“The Rose Garden,” Liahona, Apr. 2005, F14–F15
The Rose Garden
Based on an experience from the author’s life
“The divine plan of happiness enables family relationships to be perpetuated beyond the grave” (“The Family: A Proclamation to the World,” Liahona, Oct. 2004, 49; Ensign, Nov. 1995, 102).
“Mike,” Dad called. “Time for school.” Walking slowly down the stairs, Mike found Dad waiting for him at the bottom.
“Do I have to go?” Mike asked. “Can’t I wait until tomorrow?”
Dad shook his head. “There have been too many tomorrows. I understand how you feel, but you need to get caught up.”
“Mrs. Peters sent home some of my work,” Mike said.
Dad sighed and handed Mike a sweater. “Today I go back to work—and you go back to school.”
Mike felt tears welling up. Surely he wasn’t going to cry again! “It’s so hard without Mom.”
Dad knelt and hugged Mike. “I know.” Mike could see the pain in Dad’s eyes.
As Mike walked out the door, he looked at Mom’s beautiful rose garden. But it wasn’t beautiful anymore. Weeds were popping up everywhere. He sighed. Would anything ever be the same again?

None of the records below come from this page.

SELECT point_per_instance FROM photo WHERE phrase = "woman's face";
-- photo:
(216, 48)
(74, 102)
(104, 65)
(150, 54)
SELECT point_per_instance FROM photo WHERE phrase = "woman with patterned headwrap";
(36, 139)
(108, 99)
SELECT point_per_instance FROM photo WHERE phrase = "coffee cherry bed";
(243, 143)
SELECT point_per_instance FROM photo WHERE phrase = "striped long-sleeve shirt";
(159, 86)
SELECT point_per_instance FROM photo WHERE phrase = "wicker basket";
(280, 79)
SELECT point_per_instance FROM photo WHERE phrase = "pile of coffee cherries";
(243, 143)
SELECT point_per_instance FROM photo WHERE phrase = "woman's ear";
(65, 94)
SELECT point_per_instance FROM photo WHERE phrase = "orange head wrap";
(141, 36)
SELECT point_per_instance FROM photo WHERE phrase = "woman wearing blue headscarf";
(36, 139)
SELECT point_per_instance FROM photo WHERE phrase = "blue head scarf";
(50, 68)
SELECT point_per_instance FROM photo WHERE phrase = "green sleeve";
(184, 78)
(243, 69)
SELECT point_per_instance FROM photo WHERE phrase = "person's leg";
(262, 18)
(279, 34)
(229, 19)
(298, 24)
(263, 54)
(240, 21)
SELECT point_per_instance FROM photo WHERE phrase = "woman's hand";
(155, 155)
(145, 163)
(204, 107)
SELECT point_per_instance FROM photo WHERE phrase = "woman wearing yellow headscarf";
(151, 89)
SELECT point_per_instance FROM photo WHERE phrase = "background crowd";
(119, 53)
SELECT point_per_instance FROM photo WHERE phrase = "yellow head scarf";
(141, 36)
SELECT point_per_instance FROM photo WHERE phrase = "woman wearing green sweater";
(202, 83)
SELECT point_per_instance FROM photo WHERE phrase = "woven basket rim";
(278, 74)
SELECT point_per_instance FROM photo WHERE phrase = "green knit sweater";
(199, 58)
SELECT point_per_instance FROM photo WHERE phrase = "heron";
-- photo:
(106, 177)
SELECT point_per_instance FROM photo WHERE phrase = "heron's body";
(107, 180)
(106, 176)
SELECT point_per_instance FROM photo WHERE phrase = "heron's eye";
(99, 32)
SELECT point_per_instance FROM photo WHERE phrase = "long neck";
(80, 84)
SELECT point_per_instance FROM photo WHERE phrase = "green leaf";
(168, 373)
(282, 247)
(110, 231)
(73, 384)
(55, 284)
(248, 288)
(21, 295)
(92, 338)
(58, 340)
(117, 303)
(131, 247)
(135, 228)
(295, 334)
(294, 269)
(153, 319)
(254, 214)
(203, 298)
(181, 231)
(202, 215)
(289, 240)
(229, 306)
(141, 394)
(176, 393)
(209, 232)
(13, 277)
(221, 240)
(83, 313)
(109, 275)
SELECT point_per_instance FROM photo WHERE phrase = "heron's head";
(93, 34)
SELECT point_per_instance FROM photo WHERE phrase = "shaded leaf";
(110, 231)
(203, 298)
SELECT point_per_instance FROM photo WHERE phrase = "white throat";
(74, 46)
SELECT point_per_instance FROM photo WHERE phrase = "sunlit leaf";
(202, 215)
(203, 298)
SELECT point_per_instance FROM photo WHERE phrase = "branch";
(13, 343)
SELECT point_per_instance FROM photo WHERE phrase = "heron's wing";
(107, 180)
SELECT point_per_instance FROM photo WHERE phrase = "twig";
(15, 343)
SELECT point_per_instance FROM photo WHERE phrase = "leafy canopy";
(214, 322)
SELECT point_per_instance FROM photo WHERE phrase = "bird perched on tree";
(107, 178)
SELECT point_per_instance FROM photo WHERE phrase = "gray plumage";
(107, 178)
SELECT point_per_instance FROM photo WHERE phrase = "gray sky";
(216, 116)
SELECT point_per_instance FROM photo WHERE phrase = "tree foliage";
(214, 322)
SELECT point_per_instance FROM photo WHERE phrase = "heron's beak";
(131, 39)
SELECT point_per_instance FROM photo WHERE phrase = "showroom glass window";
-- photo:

School was the same—noisy children running and talking. Mike dragged himself into his third-grade classroom.
Sam, his best friend, waved. Mike tried to smile, but his smile wouldn’t work. He kept taking deep breaths and trying not to cry.
Mrs. Peters began class. Mike heard her talking, but his gaze wandered outside. It was sunny. “How can the world look bright when Mom has died?” he wondered. A tear slid down his nose.

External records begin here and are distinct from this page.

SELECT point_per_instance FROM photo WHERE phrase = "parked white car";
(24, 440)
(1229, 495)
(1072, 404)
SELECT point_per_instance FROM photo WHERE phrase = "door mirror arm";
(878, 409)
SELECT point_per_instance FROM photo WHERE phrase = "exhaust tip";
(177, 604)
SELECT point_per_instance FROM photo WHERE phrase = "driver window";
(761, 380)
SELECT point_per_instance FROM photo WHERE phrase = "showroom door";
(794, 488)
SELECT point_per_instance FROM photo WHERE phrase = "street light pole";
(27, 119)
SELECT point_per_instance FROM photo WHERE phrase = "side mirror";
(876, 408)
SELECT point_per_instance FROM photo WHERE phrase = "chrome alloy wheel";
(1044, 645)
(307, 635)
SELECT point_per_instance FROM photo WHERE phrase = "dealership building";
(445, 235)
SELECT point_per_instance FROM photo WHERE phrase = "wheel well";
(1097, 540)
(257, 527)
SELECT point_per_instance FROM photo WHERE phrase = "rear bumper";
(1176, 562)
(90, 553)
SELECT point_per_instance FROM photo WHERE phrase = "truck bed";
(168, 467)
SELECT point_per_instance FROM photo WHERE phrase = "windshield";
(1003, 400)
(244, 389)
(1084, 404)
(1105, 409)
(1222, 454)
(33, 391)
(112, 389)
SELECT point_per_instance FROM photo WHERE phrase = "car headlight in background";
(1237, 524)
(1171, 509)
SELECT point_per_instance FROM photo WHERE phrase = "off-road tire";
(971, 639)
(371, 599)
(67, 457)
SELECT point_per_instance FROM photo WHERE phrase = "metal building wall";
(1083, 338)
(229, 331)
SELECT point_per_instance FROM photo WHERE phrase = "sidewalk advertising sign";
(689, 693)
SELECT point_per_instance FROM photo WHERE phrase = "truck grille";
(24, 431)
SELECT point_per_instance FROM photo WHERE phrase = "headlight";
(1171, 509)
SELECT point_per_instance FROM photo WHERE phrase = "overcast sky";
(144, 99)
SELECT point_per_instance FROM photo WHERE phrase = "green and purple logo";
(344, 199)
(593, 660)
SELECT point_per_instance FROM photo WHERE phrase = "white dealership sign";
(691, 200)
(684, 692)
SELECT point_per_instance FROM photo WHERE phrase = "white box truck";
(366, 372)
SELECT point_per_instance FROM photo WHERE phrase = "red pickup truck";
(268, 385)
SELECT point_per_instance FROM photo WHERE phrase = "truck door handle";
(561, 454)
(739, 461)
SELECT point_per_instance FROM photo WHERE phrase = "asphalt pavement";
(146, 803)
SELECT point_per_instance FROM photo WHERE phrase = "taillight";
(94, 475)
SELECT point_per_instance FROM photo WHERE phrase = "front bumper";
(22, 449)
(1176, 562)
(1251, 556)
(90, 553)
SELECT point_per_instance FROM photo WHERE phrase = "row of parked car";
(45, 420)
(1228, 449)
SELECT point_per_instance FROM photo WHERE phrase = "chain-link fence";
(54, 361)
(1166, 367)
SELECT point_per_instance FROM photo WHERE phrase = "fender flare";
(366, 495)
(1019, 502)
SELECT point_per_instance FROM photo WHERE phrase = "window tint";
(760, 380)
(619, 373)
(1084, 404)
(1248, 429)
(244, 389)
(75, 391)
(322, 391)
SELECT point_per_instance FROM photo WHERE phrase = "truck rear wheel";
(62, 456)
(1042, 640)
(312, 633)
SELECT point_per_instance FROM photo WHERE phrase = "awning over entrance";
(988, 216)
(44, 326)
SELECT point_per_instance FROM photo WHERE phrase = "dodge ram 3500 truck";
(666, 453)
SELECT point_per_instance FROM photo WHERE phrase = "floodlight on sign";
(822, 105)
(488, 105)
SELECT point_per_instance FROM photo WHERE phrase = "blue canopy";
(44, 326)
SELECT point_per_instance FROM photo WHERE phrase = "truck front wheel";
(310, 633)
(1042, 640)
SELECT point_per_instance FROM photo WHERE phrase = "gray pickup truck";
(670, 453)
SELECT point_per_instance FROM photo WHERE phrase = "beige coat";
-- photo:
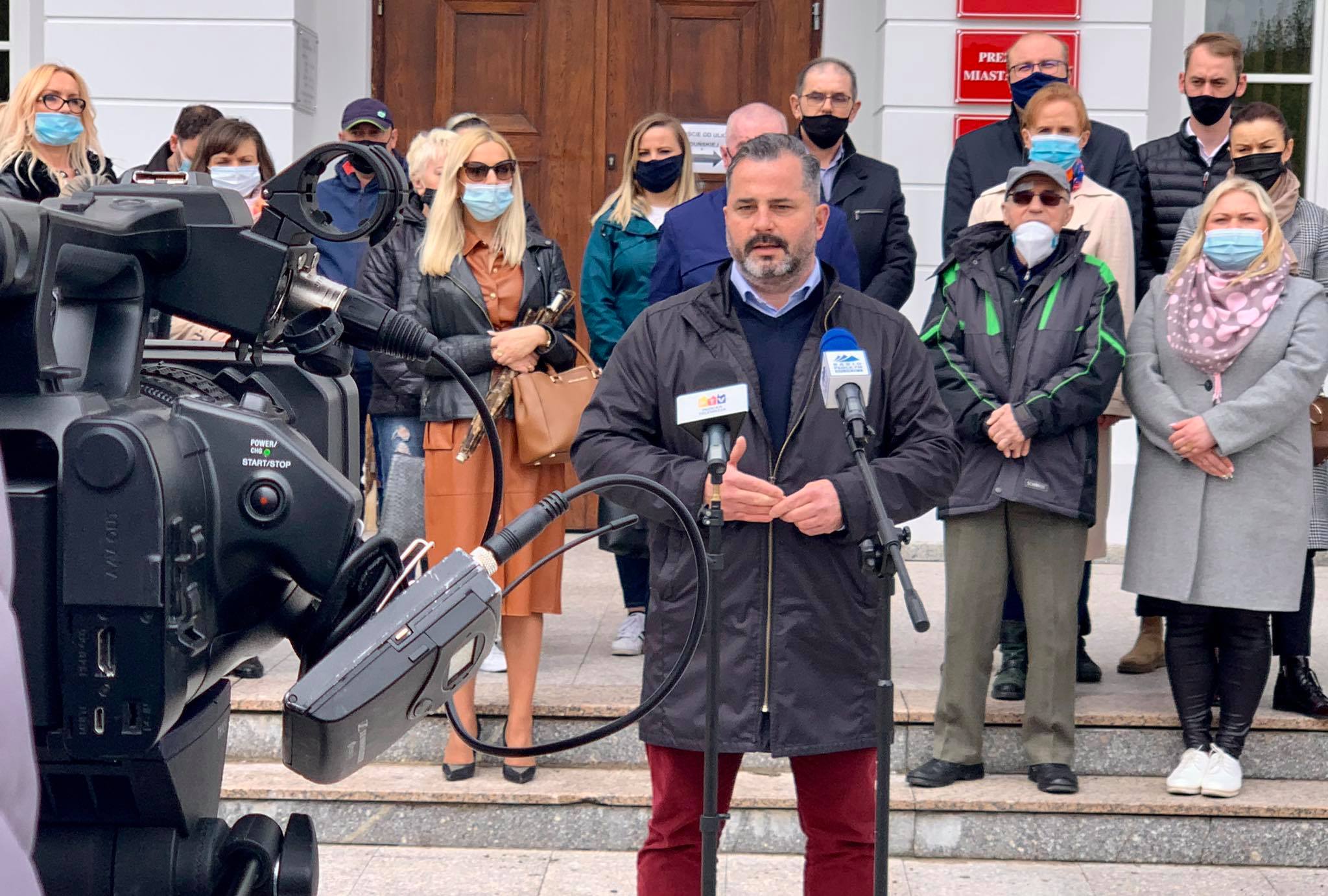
(1111, 238)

“Look, Mike’s crying!” shouted Bill, who sat across the aisle.
Without thinking, Mike got up and ran out the door and down the hall. He would never go back to school again! He pushed open the big school doors and ran the five blocks home. It was cold without a sweater.
He went to his room to get a jacket, then sat on his swing in the backyard. He swung back and forth, staring at the ground.
He thought of going to Grandma’s house, but she was sad now too. She used to laugh a lot and go bowling and bake cookies. He wondered if she had gone back to work too.
Mike made the swing go higher. Maybe, he thought, he would fall off and die. Then he could go to heaven and see Mom.
He heard words like the wind in the trees—“Then Dad and Grandma wouldn’t have you. Would you want Dad to leave?”
He stopped the swing, his feet skidding in the dirt. Who had said that? Was it Mom, speaking to him from heaven? He looked around, but there was only the sound of leaves rustling in the wind.
Mike looked at the patch of blue sky through the trees. “I miss my mom! Please, Heavenly Father, help me!” His tears started again.
Suddenly he had the urge to go to Mom’s rose garden. He stood looking at the poor rosebushes, without water and with lots of weeds. Mom sure wouldn’t like that! He knelt and began pulling and yanking at the weeds. Then he grabbed the garden hose and watered the bushes he had weeded. Soon it would be spring, and the roses would bloom bright red and yellow and pink. He wondered if Mom would see them from heaven. Somehow he felt closer to her as he worked in her garden.
Dad’s car came roaring up the driveway. He jumped out, ran to Mike, and hugged him. “They called me from school.”
“I’ll go back tomorrow,” Mike promised. “Dad, look at the rosebushes.”
“Mom would be proud,” Dad said. “I’ll change clothes, and we can work on it together.”
As Mike weeded alongside Dad, he thought of the roses that would bloom. He could almost smell their fragrance. After they bloomed, he decided, he would pick some of them for Grandma.
Mike looked up to see Sam and Bill. The two boys looked at the weeds.
“Can we help?” Sam asked.
Mike nodded. Slowly, a smile crept onto his face.
[Family Ties]
“Loving relationships continue beyond the doors of death. … Family ties endure because of sealings in the temple.”
Elder Russell M. Nelson of the Quorum of the Twelve Apostles, “Doors of Death,” Ensign, May 1992, 74.